Interestingly enough, the results from the LPM are exactly the same as those from logistic regression, and there do not seem to be any nonsensical predicted probabilities!

Continuous - Continuous Interaction

Lastly, let’s see what happens when we interact two continuous variables. Suppose we want to test how the relationship between wealth and renting depends on how happy people are (x2).

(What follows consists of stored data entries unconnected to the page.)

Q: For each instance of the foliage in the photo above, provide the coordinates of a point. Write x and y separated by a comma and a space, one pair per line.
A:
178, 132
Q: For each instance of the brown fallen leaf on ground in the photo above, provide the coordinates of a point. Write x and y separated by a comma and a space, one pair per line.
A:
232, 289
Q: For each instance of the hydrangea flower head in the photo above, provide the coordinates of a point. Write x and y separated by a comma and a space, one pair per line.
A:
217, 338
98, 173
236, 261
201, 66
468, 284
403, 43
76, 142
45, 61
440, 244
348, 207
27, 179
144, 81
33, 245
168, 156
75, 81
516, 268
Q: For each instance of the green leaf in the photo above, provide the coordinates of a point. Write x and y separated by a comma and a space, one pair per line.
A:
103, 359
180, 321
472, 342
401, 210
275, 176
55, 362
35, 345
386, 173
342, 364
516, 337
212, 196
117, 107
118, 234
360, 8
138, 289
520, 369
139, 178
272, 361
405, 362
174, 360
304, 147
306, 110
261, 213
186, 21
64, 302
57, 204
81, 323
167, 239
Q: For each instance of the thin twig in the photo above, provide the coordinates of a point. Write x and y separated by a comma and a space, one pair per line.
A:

We, again, run a logistic regression and an LPM:

Logistic Regression

The left part of the plot shows that, in logistic regression, the relationship between wealth and renting is, in general, negative: the wealthier someone is, the less likely that someone will be a renter. This relationship depends, however, on how happy someone is. Up until a value of about “1” on wealth, happier people have a higher probability of renting than people who are less happy. At a value of “1” on wealth, the relationship reverses: now, happy people have a lower probability of renting than sad people.

Linear Probability Model

The LPM gets the overall pattern somewhat OK: the gap between the probabilities of happy and less happy people being renters decreases as wealth increases. Unlike logistic regression, the LPM fails to show that the relationship reverses at a value of about “1” on wealth. Instead, the LPM shows the lines to converge around 4.8 on “wealth”. Furthermore, the range of predicted probabilities makes no sense: the y-axis ranges from a bit more than 2(!) to about -0.4. This corresponds to a 200% or -40% probability of renting. Yikes!

Conclusions

What can we learn from all of this?

  1. Interaction effects involving continuous variables are always non-linear in logistic regression (the same goes for main effects). This is due to the model itself: logistic regression is based on a logit transformation of the linear predictor, which keeps the range of the predicted probabilities confined to between zero and one. This means that the coefficient of the interaction might, for example, be negative, but the interaction is likely to be positive for some value of \(x_{1}\) or \(x_{2}\). You pretty much only see this if you plot the interaction.

  2. Interactions in the linear probability model appears to be a good approximation of interactions in logistic regression as long as the variables involved are dummy variables. As soon as a continuous variable is involved in the interaction, LPM interactions can deviate more or less substantially from their logistic counterpart. LPM starts to produce nonsensical predicted probabilities, and the “meaning” of the interaction changes. For example, logistic regression might suggest that the interaction reverses at a certain point, whereas LPM might just show you that differences converge, but do not reverse.

  3. Bonus: If you play around with the simulation, you will see that a tiny change in one of the simulated coefficients might produce astonishingly big changes in the LPM interactions. In that sense, the LPM seems pretty inconsistent.

What are the implications of 1.), 2.), and 3.)?

  1. Be careful when interpreting interaction effects in logistic regression models. The coefficients often do not tell you the whole story.

  2. The LPM is defensible when the model contains only dummy variables, but seems inappropriate when the model/the interaction involves continuous variables. You are very likely to get nonsensical predicted probabilities.

  3. Use logistic regression instead of the LPM. It is closer to the truth and can be more realistically interpreted.